When I was growing up, I heard a lot about tough love. It wasn’t actually in reference to me, or to my sister; it was about my mother’s best friend, who was trying to practice “tough love” with her promiscuous, drug abusing, disrespectful teenage daughter.
The mother went to meetings where she was called an “enabler” of her daughter’s behavior, and was told that the only way to fix the problem was to hold a firm line: If the daughter didn’t follow the rules, she lost all family support. She needed to suffer the consequences of her actions. It was the only way she’d learn.
The problem is, tough love didn’t feel much like love–to the daughter, or the mother. The suffering went on for years, ceaselessly. But maybe it would have been even worse without that guiding philosophy. What are the alternatives, anyway?
I have a number of clients who happen to be confronting similar situations. In some cases, the child is a teenager; in other, it’s a grown adult but one who hasn’t yet learned to make good life choices. Often, drugs are involved.
The legal and ethical questions are different, based on the age of the child, but the basic questions are the same: I love my child, who is hurting; how can I stand my ground when she won’t yield any? When will he hit that rock bottom everyone is talking about and pull it together? If I keep saying no, will he or she continue to love me back?

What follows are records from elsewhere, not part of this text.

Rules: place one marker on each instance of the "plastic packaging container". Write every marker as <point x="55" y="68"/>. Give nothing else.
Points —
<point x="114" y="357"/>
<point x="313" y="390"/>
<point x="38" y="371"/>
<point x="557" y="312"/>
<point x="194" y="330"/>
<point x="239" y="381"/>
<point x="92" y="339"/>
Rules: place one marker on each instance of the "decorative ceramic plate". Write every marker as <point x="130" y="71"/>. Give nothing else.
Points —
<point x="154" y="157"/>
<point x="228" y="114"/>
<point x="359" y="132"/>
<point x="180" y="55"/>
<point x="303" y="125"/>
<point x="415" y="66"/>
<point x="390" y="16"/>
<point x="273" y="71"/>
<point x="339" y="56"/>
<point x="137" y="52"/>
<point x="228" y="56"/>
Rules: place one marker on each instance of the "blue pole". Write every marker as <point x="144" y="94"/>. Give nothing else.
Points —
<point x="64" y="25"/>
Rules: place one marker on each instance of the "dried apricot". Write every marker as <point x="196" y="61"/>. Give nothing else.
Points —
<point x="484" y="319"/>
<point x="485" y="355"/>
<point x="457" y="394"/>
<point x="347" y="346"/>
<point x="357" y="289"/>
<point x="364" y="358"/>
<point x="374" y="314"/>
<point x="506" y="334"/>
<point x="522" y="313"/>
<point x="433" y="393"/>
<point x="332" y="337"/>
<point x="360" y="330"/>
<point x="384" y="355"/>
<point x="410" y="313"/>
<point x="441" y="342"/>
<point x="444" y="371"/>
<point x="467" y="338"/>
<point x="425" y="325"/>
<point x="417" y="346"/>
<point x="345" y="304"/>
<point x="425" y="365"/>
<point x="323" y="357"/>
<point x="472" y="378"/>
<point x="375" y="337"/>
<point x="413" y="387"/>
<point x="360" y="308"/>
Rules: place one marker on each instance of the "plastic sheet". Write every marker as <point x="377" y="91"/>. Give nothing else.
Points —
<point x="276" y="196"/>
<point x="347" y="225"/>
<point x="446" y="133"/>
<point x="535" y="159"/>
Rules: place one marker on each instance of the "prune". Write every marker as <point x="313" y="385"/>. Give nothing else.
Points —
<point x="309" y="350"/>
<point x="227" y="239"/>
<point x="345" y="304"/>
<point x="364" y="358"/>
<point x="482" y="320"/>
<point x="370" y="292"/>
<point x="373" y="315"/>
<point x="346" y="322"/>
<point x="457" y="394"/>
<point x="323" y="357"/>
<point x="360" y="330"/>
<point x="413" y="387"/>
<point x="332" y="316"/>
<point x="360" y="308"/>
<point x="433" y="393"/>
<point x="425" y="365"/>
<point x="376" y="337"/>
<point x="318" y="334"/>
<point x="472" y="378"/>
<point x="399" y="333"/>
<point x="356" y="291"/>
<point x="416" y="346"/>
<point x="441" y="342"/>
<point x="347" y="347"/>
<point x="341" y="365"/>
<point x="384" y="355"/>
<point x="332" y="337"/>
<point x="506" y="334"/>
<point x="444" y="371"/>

Now that I’m a parent myself, these stories hit me more profoundly. I always felt sympathy before, but now it’s more empathy. I imagine my daughter growing up and going down a path that I know will bring her pain. I imagine the agony of watching her hurt herself, because that’s what it really means to be out of control.
I like to think I’d recognize the signs early, that I’d get her into therapy and know how to make sure the therapist was good. I like to think there’d be open communication and mutual respect between us. But if none of that is enough…?
Every day, I watch my clients face choices, like whether to bring their drug-abusing sons a meal or not (the money he didn’t have to spend on food could now go to drugs) or to advocate with their high school teachers so they can get another chance rather than fail a class for yet another blow to the self-esteem. They wonder how tough to be, with a child who’s already so self-destructive and so tormented. Each decision can feel epic and terrifying.
I think that’s why the tough love movement was once so popular (and still is in teen rehabilitation circles.) It’s a clear blueprint, when often things feel muddled. It’s black and white, when the situation feels so gray.
The hope–when your child is very young like mine–is that you will never grapple with such choices. The hope is that by giving enough love (the tenderest kind), you will never have to get so tough. But I see my clients, and I know that what’s happening with their children is not caused by a failure of love.
What’s frightening about being a parent is the element of randomness. We do our best and try to have faith that we (and our children) will find our way through. They’ll inevitably learn that life is tough. We hope we don’t have to be the ones to teach them.